Nuovo campionato ma vecchie abitudini

Le vittorie di Juventus e Napoli hanno aperto la serie A. Protagonisti della serata anche le discutibili iniziative dei tifosi dell'Hellas e della Lazio

di Antonio Siracusa
Antonio Siracusa
(106 articoli pubblicati)
Comunicato tifosi lazio

Siamo stati "distratti" dalla frenesia e dalla voglia di veder ripartire il campionato più incerto e avvincente degli ultimi anni, che ci siamo dimenticati di loro. Pronti via, abbiamo subito assistito a due partite avvincenti e spettacolari, con la vittoria sofferta all'ultimo respiro della Juventus a Verona e il convincente successo del Napoli all'olimpico contro la Lazio. Ma puntuali, ecco balzare alle luci della ribalta, quella piccolissima frangia del tifo organizzato che ha solo voglia di sentirsi protagonista a discapito della stragrande maggioranza di coloro che fanno parte di una fondamentale e imprescindibile componente del calcio: il tifo.

A Verona  arriva la Juventus con il più grande e atteso di tutti. Biglietti polverizzati in poche ore per assistere alla prima di Ronaldo nel nostro campionato. Eppure balza all'occhio, da subito, quella curva sud desolatamente vuota. 2700 seggiolini rimasti deliberatamente invenduti e sottratti a tutti coloro che avrebbero voluto presenziare all'esordio di un campionissimo che non si vedeva da decenni nel nostro campionato. Prefettura e comune hanno deciso di tenere quella zona dello stadio vuota per motivi di ordine pubblico e di sicurezza, accogliendo, di fatto, la richiesta dei tifosi dell'Hellas, che avevano espressamente esternato la volontà che la "loro" curva rimanesse vuota, perché essendo un luogo a loro sacro, non puo' essere violato dalla presenza di tifosi delle altre squadre. E ancora una volta hanno vinto loro. Un episodio inaccettabile, ancor più visto che lo stadio Bentegodi mi risulta essere di proprietà del comune, e come tale, quindi, è un luogo pubblico, e come tale, pertanto, accessibile a tutti.

Decisamente molto più grave ciò che è successo a  Roma, nella curva nord dello Stadio Olimpico. Quì è apparso un delirante comunicato che vieta alle donne la possibilità di accomodarsi nelle prime file. Motivo? Anche in questo caso si parla di sacralità del luogo, e in più la si definisce come zona di trincea!!! Se avessero la fortuna di avere ancora i nonni o i bisnonni in vita, farebbero meglio a farsi raccontare da loro cosa vuol dire vivere in una trincea...questo fantomatico comunicato chiude poi invitando tutti coloro che volessero passare una serata romantica a dirottare su villa borghese, piuttosto che lo stadio, o nella fattispecie la curva.
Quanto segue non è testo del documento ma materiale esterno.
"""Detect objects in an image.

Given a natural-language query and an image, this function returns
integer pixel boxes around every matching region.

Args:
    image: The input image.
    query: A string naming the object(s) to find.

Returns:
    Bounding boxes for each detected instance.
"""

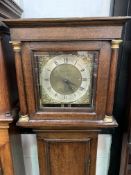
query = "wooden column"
[104,40,122,122]
[10,41,29,122]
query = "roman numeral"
[54,61,58,65]
[64,58,68,64]
[79,87,85,91]
[82,78,87,81]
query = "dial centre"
[50,64,82,95]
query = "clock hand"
[64,79,74,92]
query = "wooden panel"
[0,0,22,19]
[0,40,10,113]
[10,26,122,41]
[48,140,90,175]
[37,131,97,175]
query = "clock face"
[34,51,93,105]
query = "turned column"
[104,40,122,122]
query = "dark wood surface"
[36,130,97,175]
[4,17,130,175]
[0,23,25,175]
[0,0,23,19]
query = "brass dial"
[40,54,92,104]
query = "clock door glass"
[35,51,96,107]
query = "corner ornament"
[19,115,29,122]
[104,115,113,123]
[111,39,123,49]
[9,41,21,52]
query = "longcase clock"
[4,17,130,175]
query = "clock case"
[4,17,130,129]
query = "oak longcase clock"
[4,17,130,175]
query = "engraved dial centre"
[50,64,82,95]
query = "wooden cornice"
[0,0,23,19]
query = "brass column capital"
[9,41,21,52]
[111,39,123,49]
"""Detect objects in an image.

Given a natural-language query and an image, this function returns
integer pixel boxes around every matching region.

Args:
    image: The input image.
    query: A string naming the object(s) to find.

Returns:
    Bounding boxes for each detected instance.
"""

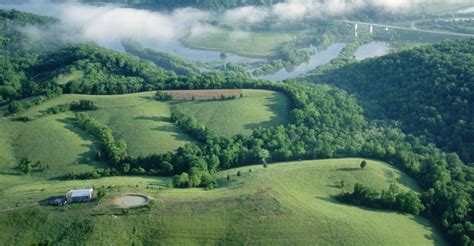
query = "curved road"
[335,20,474,38]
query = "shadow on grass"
[410,216,448,246]
[244,94,290,130]
[57,117,104,167]
[336,167,362,172]
[133,116,171,122]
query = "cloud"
[59,3,207,43]
[224,6,270,23]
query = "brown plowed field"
[163,89,241,100]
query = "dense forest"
[0,8,474,245]
[306,39,474,163]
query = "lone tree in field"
[16,157,33,174]
[97,189,106,201]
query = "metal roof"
[68,189,93,197]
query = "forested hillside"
[306,39,474,163]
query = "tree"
[258,149,270,164]
[8,101,23,114]
[16,157,33,174]
[220,52,227,60]
[96,189,107,201]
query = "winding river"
[0,2,346,81]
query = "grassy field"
[0,159,445,245]
[0,92,192,176]
[0,110,103,178]
[0,90,288,178]
[175,90,288,136]
[163,89,242,100]
[182,30,292,57]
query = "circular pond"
[115,194,148,208]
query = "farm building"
[66,188,94,202]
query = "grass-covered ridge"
[0,90,288,176]
[0,159,444,245]
[175,90,289,137]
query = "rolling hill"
[0,159,445,245]
[175,90,289,137]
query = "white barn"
[66,188,94,202]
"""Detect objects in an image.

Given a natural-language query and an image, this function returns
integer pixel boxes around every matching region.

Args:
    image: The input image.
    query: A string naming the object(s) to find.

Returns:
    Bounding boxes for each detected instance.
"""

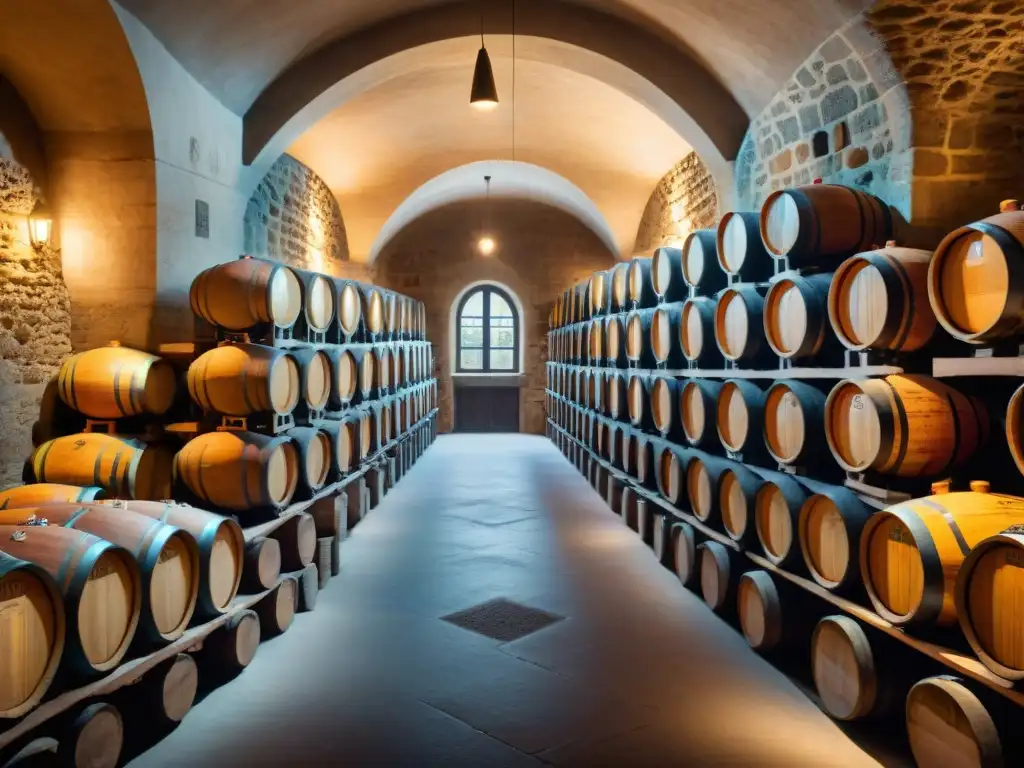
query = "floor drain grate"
[441,597,565,643]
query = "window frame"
[455,284,520,376]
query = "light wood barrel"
[287,427,332,496]
[32,432,173,499]
[715,284,775,366]
[697,541,736,613]
[955,524,1024,681]
[0,482,103,509]
[798,481,872,592]
[0,504,200,643]
[0,542,67,719]
[175,432,302,512]
[754,472,808,571]
[828,243,938,352]
[187,344,302,416]
[86,499,246,616]
[679,296,725,369]
[324,346,359,410]
[681,229,728,296]
[188,257,302,331]
[764,272,837,359]
[717,211,775,283]
[334,279,362,341]
[716,464,764,544]
[604,315,627,368]
[654,443,686,506]
[715,379,767,461]
[0,528,142,679]
[650,248,690,301]
[671,522,697,587]
[679,379,722,450]
[764,381,827,466]
[860,481,1024,626]
[906,675,1006,768]
[760,184,893,268]
[928,211,1024,344]
[650,304,686,369]
[608,262,630,311]
[57,341,177,419]
[811,615,882,720]
[626,256,657,309]
[649,376,679,435]
[588,271,611,317]
[293,269,335,333]
[825,375,988,477]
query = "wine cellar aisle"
[125,435,873,768]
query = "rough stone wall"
[245,155,348,274]
[0,148,72,488]
[376,200,614,434]
[633,152,719,253]
[866,0,1024,230]
[736,17,912,217]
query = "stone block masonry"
[633,152,719,253]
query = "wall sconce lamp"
[29,203,53,251]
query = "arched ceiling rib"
[282,37,689,260]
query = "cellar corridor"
[131,435,874,768]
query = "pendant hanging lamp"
[469,15,498,110]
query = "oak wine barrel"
[697,540,736,613]
[286,427,332,497]
[715,379,767,462]
[650,304,686,369]
[650,248,690,302]
[188,256,302,331]
[797,480,873,592]
[88,500,246,615]
[608,262,630,312]
[0,528,142,679]
[860,481,1024,627]
[57,341,177,419]
[187,344,302,416]
[955,523,1024,681]
[31,432,174,499]
[715,284,777,368]
[174,432,302,512]
[928,206,1024,344]
[906,675,1009,768]
[754,472,808,572]
[811,615,885,720]
[679,296,725,369]
[717,463,764,544]
[828,241,938,352]
[0,504,200,643]
[0,552,67,719]
[671,522,697,587]
[717,211,775,283]
[764,380,827,467]
[825,374,988,477]
[0,482,103,510]
[679,379,722,451]
[764,272,839,359]
[626,256,657,309]
[292,268,335,333]
[760,184,893,269]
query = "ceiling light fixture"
[476,176,498,256]
[469,13,498,111]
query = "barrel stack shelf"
[0,257,437,768]
[546,192,1024,766]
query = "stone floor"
[132,435,888,768]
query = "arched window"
[456,286,519,374]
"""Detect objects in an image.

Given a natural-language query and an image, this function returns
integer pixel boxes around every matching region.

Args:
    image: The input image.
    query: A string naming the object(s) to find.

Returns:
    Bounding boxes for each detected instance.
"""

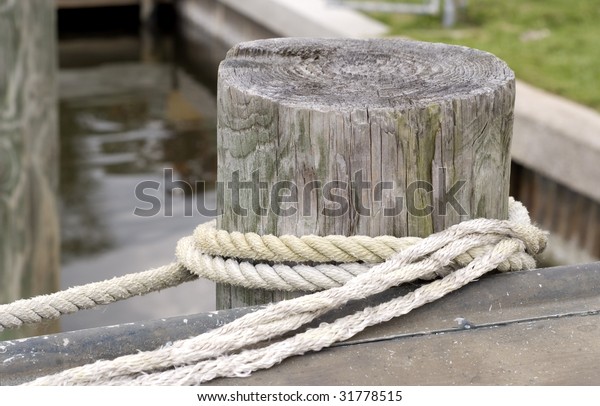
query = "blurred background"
[0,0,600,338]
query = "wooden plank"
[0,262,600,385]
[208,313,600,386]
[0,0,60,339]
[217,38,514,308]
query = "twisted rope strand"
[0,263,192,331]
[25,205,545,384]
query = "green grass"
[372,0,600,111]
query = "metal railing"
[327,0,466,27]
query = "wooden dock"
[0,262,600,385]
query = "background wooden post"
[0,0,59,340]
[217,38,514,308]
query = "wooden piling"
[0,0,59,338]
[217,38,514,308]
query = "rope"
[0,263,192,331]
[16,201,547,385]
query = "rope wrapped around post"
[0,199,547,385]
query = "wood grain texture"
[218,38,514,306]
[0,0,59,337]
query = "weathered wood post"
[217,38,514,308]
[0,0,59,339]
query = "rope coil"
[0,198,547,385]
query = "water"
[59,18,224,331]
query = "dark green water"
[59,16,224,331]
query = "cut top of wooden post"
[218,38,514,236]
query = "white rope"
[23,198,546,385]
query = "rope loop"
[0,198,547,385]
Roba da Medioevo moderno. Anche lo stadio Olimpico non mi risulta essere di proprietà di alcuna società calcistica, ma bensì del coni, e quindi, anche l'impianto romano è un luogo pubblico fruibile a chiunque, senza che qualcuno lo possa interdire a chicchessia.

La curva vista come luogo sacro dunque. La curva vista come un posto, almeno nella parte più esposta, solo per uomini "veri"... Lo stadio visto come una trincea, e non come la pensano la stragrande maggioranza dei tifosi che lo frequentano, come un posto dova si va a tifare con passione la propria squadra, o per ammirare i grandi campioni.
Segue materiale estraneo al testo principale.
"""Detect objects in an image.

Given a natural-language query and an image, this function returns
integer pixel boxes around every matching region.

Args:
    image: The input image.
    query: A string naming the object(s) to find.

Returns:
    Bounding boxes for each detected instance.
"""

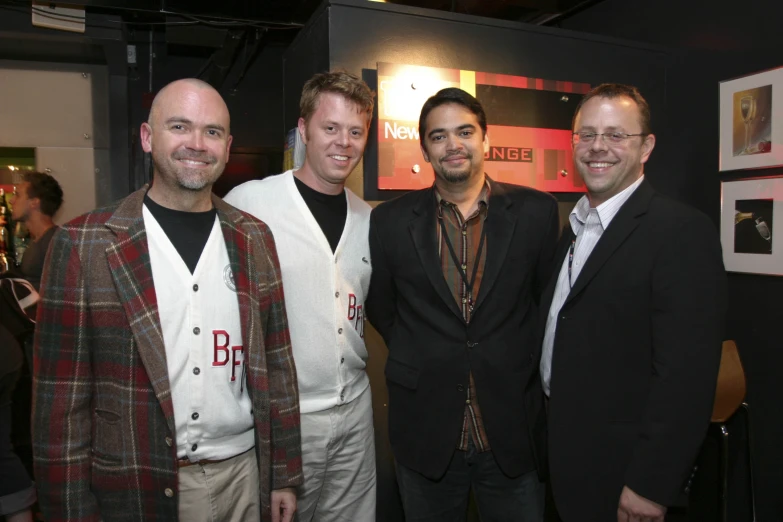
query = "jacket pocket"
[385,358,419,390]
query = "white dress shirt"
[540,176,644,397]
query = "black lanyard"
[568,238,576,288]
[440,214,487,308]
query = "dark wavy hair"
[419,87,487,143]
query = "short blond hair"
[299,71,375,121]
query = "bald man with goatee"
[33,79,302,522]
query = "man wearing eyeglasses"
[540,84,726,522]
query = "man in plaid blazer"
[33,80,302,522]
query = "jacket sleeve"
[626,214,727,506]
[32,229,100,522]
[367,210,397,344]
[261,229,304,489]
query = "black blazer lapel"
[408,185,465,321]
[563,180,655,306]
[540,225,576,316]
[473,177,516,313]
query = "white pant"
[296,386,375,522]
[179,448,261,522]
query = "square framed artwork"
[720,67,783,171]
[720,178,783,275]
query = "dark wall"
[329,0,670,199]
[562,0,783,521]
[127,27,286,193]
[281,4,329,130]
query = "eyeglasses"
[571,132,647,145]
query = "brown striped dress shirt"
[435,181,490,452]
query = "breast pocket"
[92,408,122,462]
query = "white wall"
[0,60,110,223]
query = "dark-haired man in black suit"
[541,84,727,522]
[367,88,558,522]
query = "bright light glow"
[379,65,459,122]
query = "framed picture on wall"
[720,178,783,275]
[720,67,783,171]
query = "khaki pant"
[295,386,375,522]
[179,442,261,522]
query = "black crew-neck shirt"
[144,194,217,274]
[294,176,348,253]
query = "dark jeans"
[397,441,544,522]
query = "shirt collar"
[432,176,492,212]
[569,174,644,234]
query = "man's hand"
[272,488,296,522]
[617,486,666,522]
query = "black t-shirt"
[19,226,59,290]
[294,176,348,252]
[144,194,217,274]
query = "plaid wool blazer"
[33,187,303,522]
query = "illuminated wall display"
[378,63,590,192]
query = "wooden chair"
[711,341,756,522]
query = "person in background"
[0,325,36,522]
[226,72,376,522]
[33,79,302,522]
[367,88,558,522]
[3,172,63,290]
[540,84,727,522]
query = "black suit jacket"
[541,181,727,522]
[367,177,558,479]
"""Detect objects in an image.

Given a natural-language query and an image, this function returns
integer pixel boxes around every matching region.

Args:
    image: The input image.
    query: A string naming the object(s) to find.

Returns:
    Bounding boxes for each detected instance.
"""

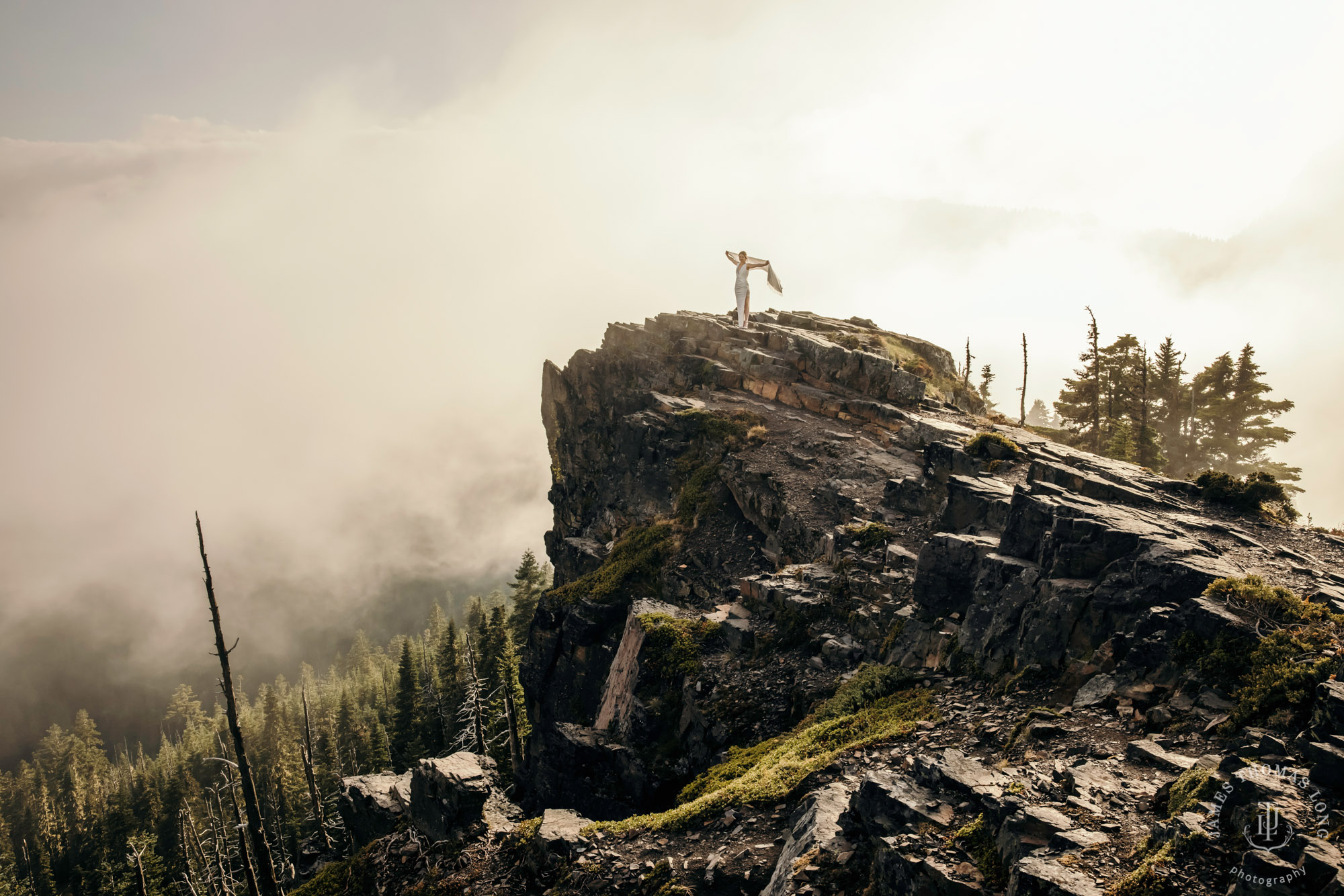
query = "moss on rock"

Mi piacerebbe vedere nelle prossime partite casalinghe del Chievo la curva sud aperta. Vorrei notare, nei prossimi match interni della Lazio, una presenza femminile massiccia nelle prime file della curva nord, per lanciare un messaggio chiaro una volta per tutte a questi pseudo tifosi. Non potete condizionare e vietare niente a nessuno. Sono altresì convinto che la maggior parte del tifo organizzato sia composto da gente per bene, e che, grazie alle loro spettacolari coreografie e al tifo appassionato, siano una parte importantissima ed integrante di questo, che e' bene ricordare sempre, e' solo un bellissimo gioco.